Kolejną zaletą są liczne nawiązania i aluzje, które tworzą barwne tło dla narracji. To może być wzmianka o charakterze politycznym – jak sugestywny opis kolejnej beznadziejnej wojny w Afryce – cytaty ze znanych utworów muzycznych, wątki dotyczące bezwzględnej manipulacji cudzym losem (zwłaszcza przez niewielkie, uprzywilejowane grupy, które „wiedzą lepiej”) czy drwina ze współczesnej maniery tępego optymizmu za wszelką cenę. Dzięki temu świat Księgi jesiennych demonów jest bogaty i wielowarstwowy.
Autor (na szczęście) nie wciska czytelnikom kitu, nie podsuwa żadnej gładkiej, jasnej, definitywnej odpowiedzi na pytanie o przyczynę i cel zła. Odpowiedzi jest wiele (a czasem nie ma żadnej), wszystkie równie dobre. Moja ulubiona brzmi:
Jesteśmy, żeby powstawać. Ludzie powstają w ten sposób – jak samouczący się program. Tabula rasa (…) wykuwana przez los, okoliczności i konsekwencje wyborów innych ludzi, na indywidualny, jedyny w swoim rodzaju byt.

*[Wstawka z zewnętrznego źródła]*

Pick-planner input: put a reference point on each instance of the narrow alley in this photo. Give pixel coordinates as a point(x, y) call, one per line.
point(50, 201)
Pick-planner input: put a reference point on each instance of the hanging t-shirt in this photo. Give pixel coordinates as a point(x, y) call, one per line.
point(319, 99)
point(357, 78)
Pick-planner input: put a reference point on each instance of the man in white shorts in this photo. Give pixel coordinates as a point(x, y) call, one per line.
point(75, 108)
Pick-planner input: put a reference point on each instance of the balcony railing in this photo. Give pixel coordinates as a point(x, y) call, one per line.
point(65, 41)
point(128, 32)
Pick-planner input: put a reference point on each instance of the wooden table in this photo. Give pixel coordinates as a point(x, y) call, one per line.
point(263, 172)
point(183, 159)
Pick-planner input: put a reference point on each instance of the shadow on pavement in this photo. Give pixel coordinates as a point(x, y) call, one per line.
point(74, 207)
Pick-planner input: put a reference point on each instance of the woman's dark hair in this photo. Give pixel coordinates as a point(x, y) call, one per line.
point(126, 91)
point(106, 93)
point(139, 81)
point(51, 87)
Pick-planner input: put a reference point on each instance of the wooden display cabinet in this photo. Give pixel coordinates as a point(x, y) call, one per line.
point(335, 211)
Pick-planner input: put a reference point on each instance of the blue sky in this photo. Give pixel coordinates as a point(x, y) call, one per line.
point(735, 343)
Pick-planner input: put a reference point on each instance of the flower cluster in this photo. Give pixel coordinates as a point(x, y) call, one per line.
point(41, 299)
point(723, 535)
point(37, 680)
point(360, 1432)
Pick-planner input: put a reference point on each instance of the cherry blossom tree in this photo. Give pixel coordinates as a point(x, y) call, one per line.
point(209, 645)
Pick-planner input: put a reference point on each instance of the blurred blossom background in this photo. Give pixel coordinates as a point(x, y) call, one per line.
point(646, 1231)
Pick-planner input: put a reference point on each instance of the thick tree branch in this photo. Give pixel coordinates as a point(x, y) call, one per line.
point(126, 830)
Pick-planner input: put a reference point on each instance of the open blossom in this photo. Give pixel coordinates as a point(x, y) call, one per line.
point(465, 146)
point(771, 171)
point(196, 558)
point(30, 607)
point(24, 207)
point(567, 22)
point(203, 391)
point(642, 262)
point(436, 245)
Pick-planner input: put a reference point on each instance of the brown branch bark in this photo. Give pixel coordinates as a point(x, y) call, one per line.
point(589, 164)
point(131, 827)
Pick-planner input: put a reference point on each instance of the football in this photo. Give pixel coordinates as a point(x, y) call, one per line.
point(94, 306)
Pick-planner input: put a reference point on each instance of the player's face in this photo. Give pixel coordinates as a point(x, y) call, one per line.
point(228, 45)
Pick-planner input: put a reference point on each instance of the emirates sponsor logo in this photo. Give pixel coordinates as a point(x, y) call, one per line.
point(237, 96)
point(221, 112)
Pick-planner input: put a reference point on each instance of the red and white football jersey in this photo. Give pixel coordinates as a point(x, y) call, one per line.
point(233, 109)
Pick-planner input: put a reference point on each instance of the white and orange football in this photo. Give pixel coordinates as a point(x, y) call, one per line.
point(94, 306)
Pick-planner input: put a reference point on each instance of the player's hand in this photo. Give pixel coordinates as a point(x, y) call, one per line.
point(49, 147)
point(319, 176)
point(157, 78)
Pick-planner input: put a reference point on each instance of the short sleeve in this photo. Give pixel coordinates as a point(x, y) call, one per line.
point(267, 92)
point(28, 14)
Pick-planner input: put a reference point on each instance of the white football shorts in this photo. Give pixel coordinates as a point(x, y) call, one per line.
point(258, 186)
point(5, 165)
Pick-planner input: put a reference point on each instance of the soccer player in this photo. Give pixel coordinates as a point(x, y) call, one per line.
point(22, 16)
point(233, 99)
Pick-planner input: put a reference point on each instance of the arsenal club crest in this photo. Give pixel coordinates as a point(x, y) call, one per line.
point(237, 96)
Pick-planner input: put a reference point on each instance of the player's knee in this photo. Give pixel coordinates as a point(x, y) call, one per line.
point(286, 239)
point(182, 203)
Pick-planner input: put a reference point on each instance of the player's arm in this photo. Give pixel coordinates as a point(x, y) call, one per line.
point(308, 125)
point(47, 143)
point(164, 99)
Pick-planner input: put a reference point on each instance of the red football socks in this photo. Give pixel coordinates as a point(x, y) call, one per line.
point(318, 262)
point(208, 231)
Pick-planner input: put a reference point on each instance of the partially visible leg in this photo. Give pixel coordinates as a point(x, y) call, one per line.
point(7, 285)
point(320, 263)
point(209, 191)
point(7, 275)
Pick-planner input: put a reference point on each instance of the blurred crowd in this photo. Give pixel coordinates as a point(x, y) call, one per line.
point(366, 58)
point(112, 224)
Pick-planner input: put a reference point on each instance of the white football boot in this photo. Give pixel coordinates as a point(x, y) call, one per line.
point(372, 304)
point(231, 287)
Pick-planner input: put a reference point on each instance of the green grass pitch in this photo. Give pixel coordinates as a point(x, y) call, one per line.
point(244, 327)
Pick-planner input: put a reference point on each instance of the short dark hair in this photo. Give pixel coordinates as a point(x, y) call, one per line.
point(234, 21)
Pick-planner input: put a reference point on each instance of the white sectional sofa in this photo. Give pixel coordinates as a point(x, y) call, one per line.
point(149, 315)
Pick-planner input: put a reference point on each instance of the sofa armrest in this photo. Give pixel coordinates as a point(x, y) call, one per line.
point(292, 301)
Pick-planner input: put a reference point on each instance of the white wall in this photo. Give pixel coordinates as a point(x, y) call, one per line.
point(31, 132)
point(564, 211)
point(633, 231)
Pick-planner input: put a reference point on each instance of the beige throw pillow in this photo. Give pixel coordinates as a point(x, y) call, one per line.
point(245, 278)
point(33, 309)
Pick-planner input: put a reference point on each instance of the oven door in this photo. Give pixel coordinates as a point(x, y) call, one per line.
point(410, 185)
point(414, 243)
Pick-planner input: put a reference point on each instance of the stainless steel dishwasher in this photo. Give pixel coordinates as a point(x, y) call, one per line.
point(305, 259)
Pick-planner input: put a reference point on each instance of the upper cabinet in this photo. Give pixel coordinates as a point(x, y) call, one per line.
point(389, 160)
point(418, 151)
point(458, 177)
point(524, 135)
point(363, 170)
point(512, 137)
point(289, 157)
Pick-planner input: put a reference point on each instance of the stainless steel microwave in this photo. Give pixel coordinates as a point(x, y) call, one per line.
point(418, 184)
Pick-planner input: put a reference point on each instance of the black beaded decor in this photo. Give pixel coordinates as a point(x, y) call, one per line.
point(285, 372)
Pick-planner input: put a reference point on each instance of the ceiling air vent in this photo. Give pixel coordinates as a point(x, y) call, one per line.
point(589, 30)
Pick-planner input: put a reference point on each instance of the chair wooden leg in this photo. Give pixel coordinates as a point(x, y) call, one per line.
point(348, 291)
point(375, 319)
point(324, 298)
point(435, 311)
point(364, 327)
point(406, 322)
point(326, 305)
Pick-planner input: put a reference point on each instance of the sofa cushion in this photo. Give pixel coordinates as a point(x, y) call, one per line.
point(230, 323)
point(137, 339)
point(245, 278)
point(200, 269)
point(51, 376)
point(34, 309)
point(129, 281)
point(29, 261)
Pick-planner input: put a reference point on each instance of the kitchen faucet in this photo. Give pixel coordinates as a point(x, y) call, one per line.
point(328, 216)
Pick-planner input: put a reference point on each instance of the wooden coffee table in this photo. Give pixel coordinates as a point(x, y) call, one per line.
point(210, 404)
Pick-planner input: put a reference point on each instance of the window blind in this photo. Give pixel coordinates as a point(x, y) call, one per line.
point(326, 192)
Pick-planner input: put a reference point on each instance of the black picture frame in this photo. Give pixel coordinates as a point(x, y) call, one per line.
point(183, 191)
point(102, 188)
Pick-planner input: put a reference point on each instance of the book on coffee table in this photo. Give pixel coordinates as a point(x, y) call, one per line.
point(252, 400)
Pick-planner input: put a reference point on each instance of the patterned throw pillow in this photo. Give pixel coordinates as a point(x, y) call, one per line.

Księga jesiennych demonów Jarosława Grzędowicza jest tak dobra, jak stwierdził niegdyś (bodaj na łamach NF) Jacek Dukaj, choć zaczyna się nijako – sam prolog i pierwsze opowiadanie to za mało, aby docenić tę książkę. Nie do końca horror, nie do końca tomik opowiadań, ale naprawdę przemyślana całość z niepretensjonalną refleksją o ludzkim (czy tylko?) bólu.
________________________________________
1Wszystkie cytaty za J. Grzędowicz, Księga jesiennych demonów, Lublin 2003.